Isolated settings, such as caves, desert wastelands, islands, mountaintops, space, swamps, where characters are cut off from civilization and culture and must survive and thrive or die on their own, without assistance, by their wits and other personal resources. Many are the examples of such novels and screenplays, but Alien, The Shining, The Descent, Desperation, and The Island of Dr. Moreau, are some of the ones that come readily to mind.

Total institutions as settings. Camps, hospitals, military installations, nursing homes, prisons, resorts, spaceships, and other worlds unto themselves are examples of such settings, and Sleepaway Camp, Coma, The Green Mile, and Aliens are some of the novels or films that take place in such settings.

Anecdotal scenes--in other words, short scenes that showcase a character--usually, an unusual, even eccentric, character. Both Dean Koontz and the dynamic duo, Douglas Preston and Lincoln Child, excel at this, so I keep reading their series (although Koontz’s canine companions frequently--indeed, almost always--annoy, as does his relentless optimism).

Atmosphere, mood, and tone. Here, King is king, but so is Bentley Little. In the use of description to terrorize and horrify, both are masters of the craft.

A bit of erotica (okay, okay, sex--are you satisfied?), often of the unusual variety. Sex sells, and, yes, sex whets my reader’s appetite. Bentley Little is the go-to guy for this spicy ingredient, although Koontz has done a bit of seasoning with this spice, too, in such novels as Lightning and Demon Seed (and, some say, Hung).

Believable characters.
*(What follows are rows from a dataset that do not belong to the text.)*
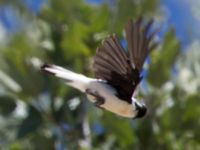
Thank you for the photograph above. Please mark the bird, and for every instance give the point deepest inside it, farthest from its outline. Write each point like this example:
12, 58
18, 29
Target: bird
117, 71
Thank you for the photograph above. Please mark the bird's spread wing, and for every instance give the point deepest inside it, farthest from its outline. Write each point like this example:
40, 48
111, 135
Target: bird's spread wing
121, 69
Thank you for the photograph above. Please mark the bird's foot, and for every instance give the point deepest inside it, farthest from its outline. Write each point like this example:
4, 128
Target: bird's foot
99, 100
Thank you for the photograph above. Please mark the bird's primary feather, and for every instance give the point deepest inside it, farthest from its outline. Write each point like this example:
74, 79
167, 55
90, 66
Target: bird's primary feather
121, 69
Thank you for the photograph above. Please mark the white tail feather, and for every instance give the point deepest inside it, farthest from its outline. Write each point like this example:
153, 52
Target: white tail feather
73, 79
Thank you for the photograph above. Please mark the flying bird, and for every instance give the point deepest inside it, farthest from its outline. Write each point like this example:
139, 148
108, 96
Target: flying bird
117, 72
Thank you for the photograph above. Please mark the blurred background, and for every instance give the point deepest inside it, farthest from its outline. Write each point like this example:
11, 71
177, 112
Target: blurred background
38, 112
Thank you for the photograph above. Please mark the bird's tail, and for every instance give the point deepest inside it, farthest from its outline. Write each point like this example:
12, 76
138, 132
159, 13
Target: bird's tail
73, 79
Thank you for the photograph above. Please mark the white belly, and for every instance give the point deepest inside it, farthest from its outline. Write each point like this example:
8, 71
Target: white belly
112, 103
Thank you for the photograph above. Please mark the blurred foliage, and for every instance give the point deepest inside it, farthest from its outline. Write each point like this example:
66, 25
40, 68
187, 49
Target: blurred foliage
40, 112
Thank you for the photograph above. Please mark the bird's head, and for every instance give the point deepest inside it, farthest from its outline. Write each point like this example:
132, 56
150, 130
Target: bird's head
140, 108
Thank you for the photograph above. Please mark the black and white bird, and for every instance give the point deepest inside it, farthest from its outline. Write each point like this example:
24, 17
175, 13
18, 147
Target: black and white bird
117, 72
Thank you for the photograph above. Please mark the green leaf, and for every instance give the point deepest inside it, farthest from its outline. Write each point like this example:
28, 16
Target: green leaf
7, 104
31, 123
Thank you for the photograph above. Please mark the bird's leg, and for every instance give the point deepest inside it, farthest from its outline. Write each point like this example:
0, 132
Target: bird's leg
99, 99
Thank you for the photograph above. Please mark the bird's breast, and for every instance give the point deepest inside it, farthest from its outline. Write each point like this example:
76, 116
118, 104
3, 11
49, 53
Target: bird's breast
112, 102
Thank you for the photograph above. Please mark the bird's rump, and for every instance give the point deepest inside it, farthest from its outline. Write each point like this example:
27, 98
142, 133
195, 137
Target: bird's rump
121, 69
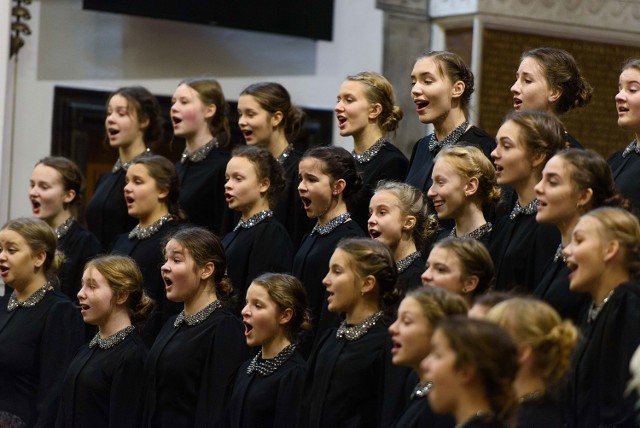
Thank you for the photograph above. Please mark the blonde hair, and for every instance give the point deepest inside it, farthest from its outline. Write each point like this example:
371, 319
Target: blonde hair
533, 322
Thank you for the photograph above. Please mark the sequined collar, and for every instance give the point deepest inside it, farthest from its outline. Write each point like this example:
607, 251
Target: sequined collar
403, 264
476, 234
30, 301
199, 316
529, 209
631, 148
328, 227
285, 154
355, 332
368, 155
150, 230
253, 220
125, 165
64, 227
111, 341
200, 154
267, 367
450, 139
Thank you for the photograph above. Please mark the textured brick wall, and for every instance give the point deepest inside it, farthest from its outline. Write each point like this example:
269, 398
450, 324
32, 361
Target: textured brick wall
594, 126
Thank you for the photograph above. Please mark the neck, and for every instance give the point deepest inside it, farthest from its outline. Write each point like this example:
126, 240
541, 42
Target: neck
118, 320
448, 123
366, 138
274, 346
159, 211
130, 151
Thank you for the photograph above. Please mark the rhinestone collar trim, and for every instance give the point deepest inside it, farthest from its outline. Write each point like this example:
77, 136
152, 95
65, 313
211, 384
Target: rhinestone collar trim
329, 226
403, 264
30, 301
111, 341
253, 220
198, 317
355, 332
268, 367
150, 230
368, 155
450, 139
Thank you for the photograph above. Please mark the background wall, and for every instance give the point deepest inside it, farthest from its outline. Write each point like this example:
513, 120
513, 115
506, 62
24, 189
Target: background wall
77, 48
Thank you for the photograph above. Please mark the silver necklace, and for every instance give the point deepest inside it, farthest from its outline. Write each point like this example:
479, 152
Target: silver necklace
111, 341
253, 220
328, 227
30, 301
403, 264
269, 366
355, 332
198, 317
370, 153
200, 154
64, 227
150, 230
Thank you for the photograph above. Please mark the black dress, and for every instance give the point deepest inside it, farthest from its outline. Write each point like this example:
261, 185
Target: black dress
553, 288
148, 254
107, 215
37, 344
346, 384
289, 210
388, 164
189, 369
264, 247
202, 191
421, 163
520, 249
600, 365
625, 173
103, 387
310, 266
267, 401
78, 246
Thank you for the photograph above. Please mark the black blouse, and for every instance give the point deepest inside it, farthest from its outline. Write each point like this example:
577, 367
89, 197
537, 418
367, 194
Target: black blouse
202, 192
389, 164
37, 344
107, 214
103, 387
267, 401
189, 369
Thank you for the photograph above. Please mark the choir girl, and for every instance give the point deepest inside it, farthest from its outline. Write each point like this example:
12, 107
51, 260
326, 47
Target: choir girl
472, 365
40, 329
151, 193
418, 315
347, 377
199, 116
545, 344
267, 387
460, 265
521, 247
604, 259
442, 85
398, 218
367, 112
55, 192
573, 182
464, 182
268, 119
549, 80
328, 179
195, 355
133, 123
103, 385
258, 243
625, 163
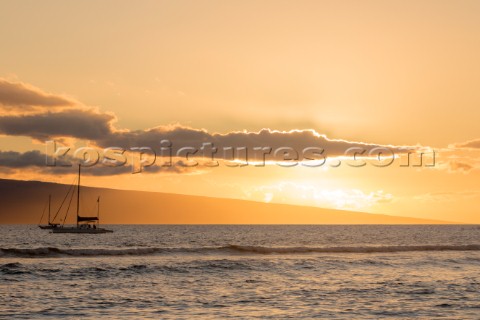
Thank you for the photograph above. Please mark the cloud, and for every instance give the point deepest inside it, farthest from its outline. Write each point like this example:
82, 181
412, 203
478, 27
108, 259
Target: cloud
13, 160
82, 124
472, 144
181, 136
18, 96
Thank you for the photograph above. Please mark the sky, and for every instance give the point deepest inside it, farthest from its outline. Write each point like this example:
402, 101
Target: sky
401, 75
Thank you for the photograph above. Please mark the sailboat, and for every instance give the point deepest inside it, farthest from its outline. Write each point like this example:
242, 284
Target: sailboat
84, 224
50, 224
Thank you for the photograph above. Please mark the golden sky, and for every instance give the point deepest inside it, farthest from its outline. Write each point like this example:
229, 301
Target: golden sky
395, 73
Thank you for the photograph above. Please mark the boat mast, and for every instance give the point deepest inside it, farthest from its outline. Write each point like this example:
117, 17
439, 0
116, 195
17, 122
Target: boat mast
49, 201
78, 194
98, 212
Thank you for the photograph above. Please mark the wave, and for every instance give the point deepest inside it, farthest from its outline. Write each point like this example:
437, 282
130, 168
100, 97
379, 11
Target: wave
230, 249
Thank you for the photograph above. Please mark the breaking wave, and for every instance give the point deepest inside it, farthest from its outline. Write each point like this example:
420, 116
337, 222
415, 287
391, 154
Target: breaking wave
230, 249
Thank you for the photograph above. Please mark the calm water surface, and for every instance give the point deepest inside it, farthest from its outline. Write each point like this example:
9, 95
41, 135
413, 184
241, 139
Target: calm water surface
185, 272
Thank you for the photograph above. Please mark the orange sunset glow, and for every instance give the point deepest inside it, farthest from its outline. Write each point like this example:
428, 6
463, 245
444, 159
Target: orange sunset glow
239, 159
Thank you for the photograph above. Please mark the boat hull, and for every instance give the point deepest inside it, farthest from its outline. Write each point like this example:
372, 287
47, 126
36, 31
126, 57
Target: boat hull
81, 230
48, 227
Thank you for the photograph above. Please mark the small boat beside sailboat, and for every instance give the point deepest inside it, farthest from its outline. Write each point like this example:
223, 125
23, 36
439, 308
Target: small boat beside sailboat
84, 224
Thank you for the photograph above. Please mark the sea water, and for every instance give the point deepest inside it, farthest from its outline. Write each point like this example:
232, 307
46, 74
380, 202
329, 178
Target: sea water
223, 271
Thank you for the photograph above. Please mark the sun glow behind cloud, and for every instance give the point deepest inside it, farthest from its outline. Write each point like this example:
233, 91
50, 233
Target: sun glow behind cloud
306, 193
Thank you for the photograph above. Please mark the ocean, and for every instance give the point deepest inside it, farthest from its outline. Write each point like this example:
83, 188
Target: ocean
248, 272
Stephen King, Douglas Preston and Lincoln Child, and Dan Simmons are great at creating characters that stick to readers’ ribs.

Innovation. Bram Stoker demonstrates it, especially in his short story “Dracula’s Guest,” as does H. P. Lovecraft, Edgar Allan Poe, Shirley Jackson, and a host of other, mostly classical, horror novelists and short story writers. For an example, check out my post on Stoker’s story, which is a real stoker, to be sure. Stephen King shows innovation, too, in ‘Salem’s Lot, The Shining, It, and other novels. One might even argue that Dean Koontz’s something-for-everyone, cross-genre writing is innovative; he seems to have been one of the first, if not the first, to pen such tales.
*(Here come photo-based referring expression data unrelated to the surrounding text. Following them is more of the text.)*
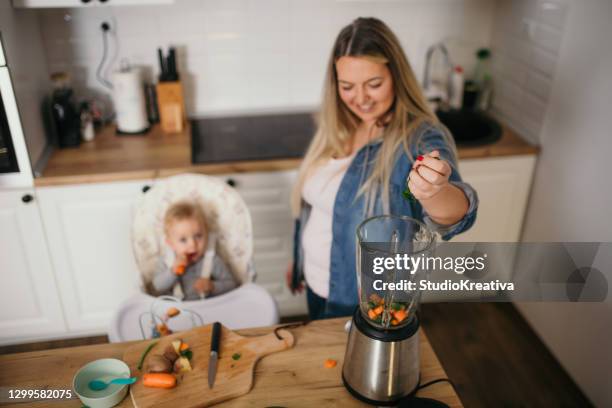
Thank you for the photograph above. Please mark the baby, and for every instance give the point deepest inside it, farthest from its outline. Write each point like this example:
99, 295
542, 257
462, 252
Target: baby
187, 235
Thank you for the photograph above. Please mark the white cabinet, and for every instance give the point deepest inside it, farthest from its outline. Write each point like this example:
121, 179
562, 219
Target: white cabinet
502, 185
267, 195
29, 303
85, 3
89, 228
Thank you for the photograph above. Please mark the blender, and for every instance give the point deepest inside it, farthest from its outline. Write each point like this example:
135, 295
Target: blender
381, 364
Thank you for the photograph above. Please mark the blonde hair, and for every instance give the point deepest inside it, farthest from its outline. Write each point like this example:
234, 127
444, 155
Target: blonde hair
184, 210
368, 38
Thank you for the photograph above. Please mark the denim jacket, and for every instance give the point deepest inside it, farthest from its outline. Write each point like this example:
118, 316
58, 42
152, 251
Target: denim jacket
349, 212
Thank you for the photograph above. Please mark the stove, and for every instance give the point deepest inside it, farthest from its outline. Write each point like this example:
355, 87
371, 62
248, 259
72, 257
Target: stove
256, 137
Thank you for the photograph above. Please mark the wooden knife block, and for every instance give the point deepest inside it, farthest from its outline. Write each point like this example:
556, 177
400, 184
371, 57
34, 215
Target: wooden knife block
171, 105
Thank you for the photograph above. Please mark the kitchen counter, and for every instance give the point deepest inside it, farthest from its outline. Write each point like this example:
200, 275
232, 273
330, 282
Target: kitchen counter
110, 157
281, 379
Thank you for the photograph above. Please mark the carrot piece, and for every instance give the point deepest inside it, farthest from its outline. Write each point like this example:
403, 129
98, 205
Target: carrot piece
159, 380
179, 270
400, 315
173, 311
330, 363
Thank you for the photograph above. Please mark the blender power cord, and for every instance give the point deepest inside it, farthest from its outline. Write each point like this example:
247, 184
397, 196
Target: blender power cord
432, 382
105, 32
Technique. Check out Frank Peretti’s use of maps and his allusions to the senses in Monster; my post on this very topic is worth a look, if I do say so myself, which, of course, I do. Opening chapters that accomplish a multitude of narrative purposes (not usually all at once, but successively) are attractive, too, and Douglas Preston and Lincoln Child are as good as anyone, and better than many, at this art.
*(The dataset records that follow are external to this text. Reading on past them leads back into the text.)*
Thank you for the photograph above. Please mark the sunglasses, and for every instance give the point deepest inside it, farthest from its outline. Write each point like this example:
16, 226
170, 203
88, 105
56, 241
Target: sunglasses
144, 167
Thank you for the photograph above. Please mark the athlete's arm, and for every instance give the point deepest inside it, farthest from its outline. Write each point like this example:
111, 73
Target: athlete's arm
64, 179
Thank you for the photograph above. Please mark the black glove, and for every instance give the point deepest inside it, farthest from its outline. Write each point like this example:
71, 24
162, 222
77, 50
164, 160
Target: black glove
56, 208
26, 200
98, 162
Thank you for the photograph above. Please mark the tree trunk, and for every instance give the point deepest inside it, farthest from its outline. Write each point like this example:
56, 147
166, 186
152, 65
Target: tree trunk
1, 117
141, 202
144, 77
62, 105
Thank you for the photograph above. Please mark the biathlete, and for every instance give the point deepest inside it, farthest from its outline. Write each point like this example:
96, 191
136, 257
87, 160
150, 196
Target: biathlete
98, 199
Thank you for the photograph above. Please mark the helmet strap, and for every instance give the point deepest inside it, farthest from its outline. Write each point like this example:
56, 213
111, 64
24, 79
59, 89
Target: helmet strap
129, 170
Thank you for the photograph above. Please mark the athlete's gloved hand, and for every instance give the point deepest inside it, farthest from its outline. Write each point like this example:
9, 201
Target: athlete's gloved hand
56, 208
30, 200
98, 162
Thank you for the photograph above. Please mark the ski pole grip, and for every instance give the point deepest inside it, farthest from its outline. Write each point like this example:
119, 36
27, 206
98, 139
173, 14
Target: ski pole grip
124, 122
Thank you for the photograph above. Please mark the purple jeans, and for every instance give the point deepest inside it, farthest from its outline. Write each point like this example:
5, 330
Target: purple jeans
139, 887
A connective universe--a mythos, if you will, such as both H. P. Lovecraft and Stephen King, and, to a lesser extent, Dean Koontz, Bentley Little, and even Douglas Preston and Lincoln Child have created through the use of recurring settings, characters, themes, and other elements of fiction.

A lack of pretentiousness. Dean Koontz has it, as do Douglas Preston and Lincoln Child, Bentley Little, and (to some extent, although he has become condescending and self-indulgent of late, Stephen King); unfortunately, both Dan Simmons and Robert McCammon have become too self-important in their later works, Simmons almost to the point of becoming unreadable. Come on, people, you’re writing about monsters--you should be humble.

Longevity. Writers who have been around for a while usually get better, Stephen King, Dan Simmons, and Robert McCammon excepted.

Pacing. Neither too fast nor too slow. Dean Koontz is good, maybe the best, here, of contemporary horror writers.